Your context has FIND, WORDS, OF, BINDING, FOO, 1020-0304, and WORDS... (1020-0304 was just close to the tail). So as crazy as everything else is, it's good to have issues out of this picture.

How much space are we talking about?

Each entry in a context is a key and a value. The key is 4 platform pointers, the value is 4 platform pointers. On a 64-bit system that's (4 + 4) * 8 => 64 bytes.

Every unique word, issue, or otherwise that gets its own binding adds that cost, whether the declaration comes from lib or not. And if modules are isolated into their own user-type contexts, then they start bloating up too...with their own copies of lib declarations, and their own declarations for any word they use.

So if you use 800 unique words in a module, that module has about 50k of overhead just for that list on a 64-bit system.

Could lib be read-only, so direct bindings could be used?

The main problem with making the variables in lib read-only is what would happen if you decide you want to redefine something. You'd have to do that redefinition up-front. Because at present, there's no way to go back and update bindings that were made historically...you don't know where the blocks of code containing the old binding got handed to.

When you think about the impact to the usage model, it is significant. Again, think about how much in the console it's taken for granted that d1: does [print foo] can have foo defined after that and still be found by that foo. If direct bindings were used until overridden, you would face a different use problem in that you'd redefine PRINT but only bindings that were made after that point would see it.

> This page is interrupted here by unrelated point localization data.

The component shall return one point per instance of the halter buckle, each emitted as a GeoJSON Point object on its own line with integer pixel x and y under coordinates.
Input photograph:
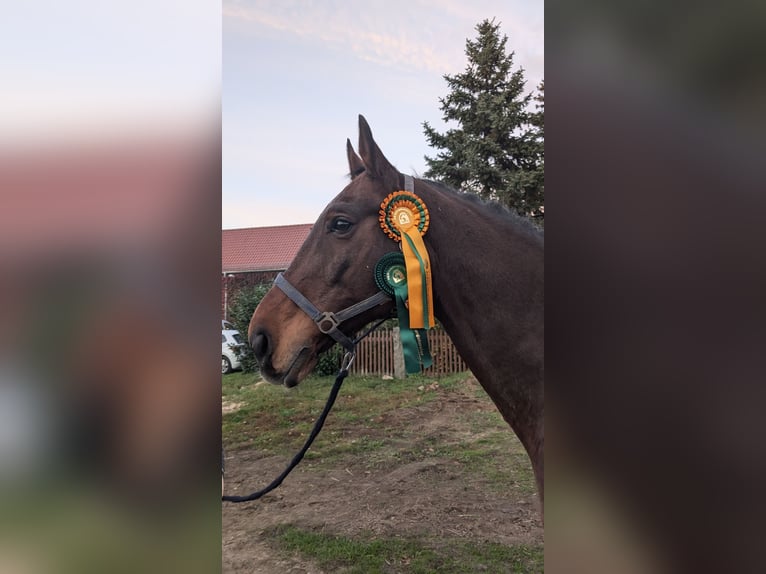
{"type": "Point", "coordinates": [325, 318]}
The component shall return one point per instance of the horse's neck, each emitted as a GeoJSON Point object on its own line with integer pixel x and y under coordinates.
{"type": "Point", "coordinates": [488, 287]}
{"type": "Point", "coordinates": [486, 269]}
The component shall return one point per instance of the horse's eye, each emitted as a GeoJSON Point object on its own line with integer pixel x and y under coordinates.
{"type": "Point", "coordinates": [340, 225]}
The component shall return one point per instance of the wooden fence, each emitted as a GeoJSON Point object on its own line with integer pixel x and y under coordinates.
{"type": "Point", "coordinates": [375, 354]}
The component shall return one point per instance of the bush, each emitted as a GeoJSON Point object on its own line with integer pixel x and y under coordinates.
{"type": "Point", "coordinates": [241, 309]}
{"type": "Point", "coordinates": [329, 361]}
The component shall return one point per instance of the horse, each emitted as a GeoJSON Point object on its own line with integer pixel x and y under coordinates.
{"type": "Point", "coordinates": [487, 268]}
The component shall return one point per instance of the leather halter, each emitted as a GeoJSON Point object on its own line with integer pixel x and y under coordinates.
{"type": "Point", "coordinates": [328, 322]}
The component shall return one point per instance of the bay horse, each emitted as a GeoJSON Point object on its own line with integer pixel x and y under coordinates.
{"type": "Point", "coordinates": [487, 271]}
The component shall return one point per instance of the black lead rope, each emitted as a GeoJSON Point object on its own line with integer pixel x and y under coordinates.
{"type": "Point", "coordinates": [348, 359]}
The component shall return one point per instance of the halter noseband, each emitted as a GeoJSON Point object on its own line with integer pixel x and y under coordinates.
{"type": "Point", "coordinates": [328, 322]}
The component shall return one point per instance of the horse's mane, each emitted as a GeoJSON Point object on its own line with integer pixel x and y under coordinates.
{"type": "Point", "coordinates": [492, 207]}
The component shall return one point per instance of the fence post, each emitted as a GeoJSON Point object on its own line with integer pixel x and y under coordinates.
{"type": "Point", "coordinates": [399, 372]}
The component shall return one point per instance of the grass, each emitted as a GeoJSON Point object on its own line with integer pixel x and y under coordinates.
{"type": "Point", "coordinates": [272, 415]}
{"type": "Point", "coordinates": [368, 555]}
{"type": "Point", "coordinates": [275, 420]}
{"type": "Point", "coordinates": [375, 424]}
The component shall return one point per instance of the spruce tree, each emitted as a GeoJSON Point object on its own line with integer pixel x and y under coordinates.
{"type": "Point", "coordinates": [496, 148]}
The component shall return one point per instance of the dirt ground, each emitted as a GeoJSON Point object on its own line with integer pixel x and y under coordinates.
{"type": "Point", "coordinates": [434, 498]}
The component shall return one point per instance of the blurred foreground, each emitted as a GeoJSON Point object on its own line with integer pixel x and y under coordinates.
{"type": "Point", "coordinates": [109, 382]}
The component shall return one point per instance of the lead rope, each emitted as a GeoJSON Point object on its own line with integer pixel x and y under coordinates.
{"type": "Point", "coordinates": [348, 360]}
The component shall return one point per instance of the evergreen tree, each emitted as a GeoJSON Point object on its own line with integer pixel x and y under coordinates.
{"type": "Point", "coordinates": [496, 150]}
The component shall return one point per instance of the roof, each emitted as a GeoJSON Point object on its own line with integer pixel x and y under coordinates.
{"type": "Point", "coordinates": [261, 248]}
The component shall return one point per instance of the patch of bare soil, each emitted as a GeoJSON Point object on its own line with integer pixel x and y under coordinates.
{"type": "Point", "coordinates": [435, 498]}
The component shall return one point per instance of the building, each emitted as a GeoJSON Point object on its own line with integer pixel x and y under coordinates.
{"type": "Point", "coordinates": [255, 255]}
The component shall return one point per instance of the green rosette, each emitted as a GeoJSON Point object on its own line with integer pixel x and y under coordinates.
{"type": "Point", "coordinates": [391, 277]}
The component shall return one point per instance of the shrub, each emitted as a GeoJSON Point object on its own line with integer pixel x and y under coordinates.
{"type": "Point", "coordinates": [241, 309]}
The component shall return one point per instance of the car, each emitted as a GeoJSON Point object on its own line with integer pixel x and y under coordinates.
{"type": "Point", "coordinates": [230, 340]}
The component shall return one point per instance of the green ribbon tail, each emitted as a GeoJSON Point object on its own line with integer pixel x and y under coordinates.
{"type": "Point", "coordinates": [417, 355]}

How do modules treat this?

I mention that this same concept extends to module isolation. The state of modules in R3-Alpha was that they were bound directly into lib unless you said Options: [Isolate]. Look how quickly that goes south:

>> m: module [] [test: does [print: does [do make error! "surprise!"]]]
>> m/test
>> help append
USAGE:
    ** User error: "surprise!"

(Note: USAGE is output with PRIN and not PRINT, so that's why you see it. Good argument for a common hookpoint like WRITE-STDOUT, isn't it?)

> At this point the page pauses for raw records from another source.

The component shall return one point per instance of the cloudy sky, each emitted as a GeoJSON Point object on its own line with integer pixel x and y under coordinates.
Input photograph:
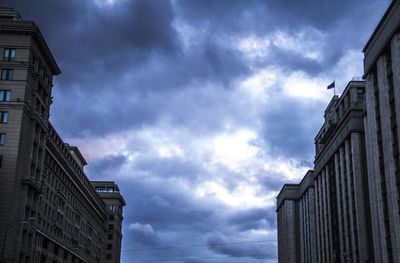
{"type": "Point", "coordinates": [200, 110]}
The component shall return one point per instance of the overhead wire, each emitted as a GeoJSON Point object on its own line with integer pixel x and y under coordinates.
{"type": "Point", "coordinates": [200, 245]}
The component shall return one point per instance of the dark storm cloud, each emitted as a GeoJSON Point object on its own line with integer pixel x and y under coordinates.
{"type": "Point", "coordinates": [256, 250]}
{"type": "Point", "coordinates": [126, 67]}
{"type": "Point", "coordinates": [164, 206]}
{"type": "Point", "coordinates": [288, 126]}
{"type": "Point", "coordinates": [106, 166]}
{"type": "Point", "coordinates": [254, 219]}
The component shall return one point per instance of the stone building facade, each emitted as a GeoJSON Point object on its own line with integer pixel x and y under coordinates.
{"type": "Point", "coordinates": [50, 212]}
{"type": "Point", "coordinates": [327, 228]}
{"type": "Point", "coordinates": [357, 164]}
{"type": "Point", "coordinates": [382, 81]}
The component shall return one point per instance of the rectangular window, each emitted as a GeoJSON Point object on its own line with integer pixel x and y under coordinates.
{"type": "Point", "coordinates": [2, 138]}
{"type": "Point", "coordinates": [3, 116]}
{"type": "Point", "coordinates": [5, 95]}
{"type": "Point", "coordinates": [9, 54]}
{"type": "Point", "coordinates": [113, 208]}
{"type": "Point", "coordinates": [7, 74]}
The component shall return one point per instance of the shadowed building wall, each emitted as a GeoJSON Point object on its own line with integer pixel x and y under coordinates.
{"type": "Point", "coordinates": [382, 75]}
{"type": "Point", "coordinates": [49, 210]}
{"type": "Point", "coordinates": [328, 214]}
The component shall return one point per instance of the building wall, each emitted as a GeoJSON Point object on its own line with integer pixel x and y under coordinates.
{"type": "Point", "coordinates": [51, 212]}
{"type": "Point", "coordinates": [287, 232]}
{"type": "Point", "coordinates": [382, 74]}
{"type": "Point", "coordinates": [114, 203]}
{"type": "Point", "coordinates": [333, 203]}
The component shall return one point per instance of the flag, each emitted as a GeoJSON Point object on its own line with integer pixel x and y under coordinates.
{"type": "Point", "coordinates": [331, 86]}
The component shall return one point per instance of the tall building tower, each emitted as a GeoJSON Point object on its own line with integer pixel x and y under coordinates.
{"type": "Point", "coordinates": [326, 218]}
{"type": "Point", "coordinates": [50, 212]}
{"type": "Point", "coordinates": [114, 202]}
{"type": "Point", "coordinates": [382, 81]}
{"type": "Point", "coordinates": [27, 70]}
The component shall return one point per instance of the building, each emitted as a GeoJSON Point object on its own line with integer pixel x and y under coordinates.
{"type": "Point", "coordinates": [296, 221]}
{"type": "Point", "coordinates": [327, 226]}
{"type": "Point", "coordinates": [382, 83]}
{"type": "Point", "coordinates": [341, 185]}
{"type": "Point", "coordinates": [50, 210]}
{"type": "Point", "coordinates": [357, 164]}
{"type": "Point", "coordinates": [109, 193]}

Once you throw on that Options: [Isolate] you don't wreak that havoc. But you'll start noticing your module went from having a handful of declarations in it for your exports, to having a definition for every single ANY-WORD! it so much as mentions.

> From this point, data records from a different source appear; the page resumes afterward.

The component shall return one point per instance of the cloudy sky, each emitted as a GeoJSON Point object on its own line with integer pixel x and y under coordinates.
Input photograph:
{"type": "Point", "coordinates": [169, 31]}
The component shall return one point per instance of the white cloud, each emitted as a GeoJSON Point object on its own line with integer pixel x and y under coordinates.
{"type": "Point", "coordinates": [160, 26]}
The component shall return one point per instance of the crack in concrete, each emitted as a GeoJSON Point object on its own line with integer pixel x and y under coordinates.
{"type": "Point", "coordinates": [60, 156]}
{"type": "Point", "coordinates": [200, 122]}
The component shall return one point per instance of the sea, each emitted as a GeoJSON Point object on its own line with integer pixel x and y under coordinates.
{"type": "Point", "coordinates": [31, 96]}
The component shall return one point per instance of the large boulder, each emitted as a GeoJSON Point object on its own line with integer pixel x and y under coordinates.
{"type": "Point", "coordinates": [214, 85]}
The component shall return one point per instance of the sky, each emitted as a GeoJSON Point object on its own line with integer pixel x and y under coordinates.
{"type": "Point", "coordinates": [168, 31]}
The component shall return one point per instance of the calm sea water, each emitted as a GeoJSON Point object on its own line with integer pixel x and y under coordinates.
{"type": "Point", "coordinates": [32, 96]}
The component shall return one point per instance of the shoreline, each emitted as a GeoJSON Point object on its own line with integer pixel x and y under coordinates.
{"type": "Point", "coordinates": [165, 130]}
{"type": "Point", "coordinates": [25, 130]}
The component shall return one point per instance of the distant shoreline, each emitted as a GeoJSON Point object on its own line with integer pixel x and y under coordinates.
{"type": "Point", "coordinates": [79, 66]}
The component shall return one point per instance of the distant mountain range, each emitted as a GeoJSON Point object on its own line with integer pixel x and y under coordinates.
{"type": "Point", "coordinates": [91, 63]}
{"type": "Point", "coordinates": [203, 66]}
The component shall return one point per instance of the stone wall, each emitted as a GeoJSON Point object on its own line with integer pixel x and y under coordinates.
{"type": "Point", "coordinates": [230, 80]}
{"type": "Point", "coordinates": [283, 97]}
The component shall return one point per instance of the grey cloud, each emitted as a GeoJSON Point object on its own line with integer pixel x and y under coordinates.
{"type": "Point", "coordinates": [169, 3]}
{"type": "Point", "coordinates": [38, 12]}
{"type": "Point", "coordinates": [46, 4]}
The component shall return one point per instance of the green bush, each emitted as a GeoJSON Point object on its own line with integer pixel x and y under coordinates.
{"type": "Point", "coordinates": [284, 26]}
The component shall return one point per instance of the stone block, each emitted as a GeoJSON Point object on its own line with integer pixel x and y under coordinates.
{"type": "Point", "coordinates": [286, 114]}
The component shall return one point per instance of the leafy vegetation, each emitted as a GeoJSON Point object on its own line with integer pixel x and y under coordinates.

I've just added some interesting code which lets the libRebol API detect at runtime what native they're running in, and use that as a guide to what context to do bindings into. So a native registered as part of an extension module would be able to bind into that module's context...thus not being disrupted when other modules (or the user context) changes the definition of something basic like rebRun("append"...) or rebRun("print"...)...also using the specific overridden versions of words that particular module defined. But for this to work, they must be using Isolate, which means they'll be getting those tens of kilobytes of overhead by having their own copies of every WORD!, SET-WORD!, ISSUE!, etc. they reference.

...?

It's unfortunate that people let things get this far down the road in Rebol lore without a body of clear-headed thinking about this. I take every chance I get to complain about it not having been a priority. :-/

What I've brought in is a lot of mechanical tools for solving binding problems--we already have specific binding and derived binding which are solutions to fundamental design holes. The same level of control that permitted the implementation of those features can be brought in to help here. So it's not a matter of execution--it's a matter of figuring out what the plan is.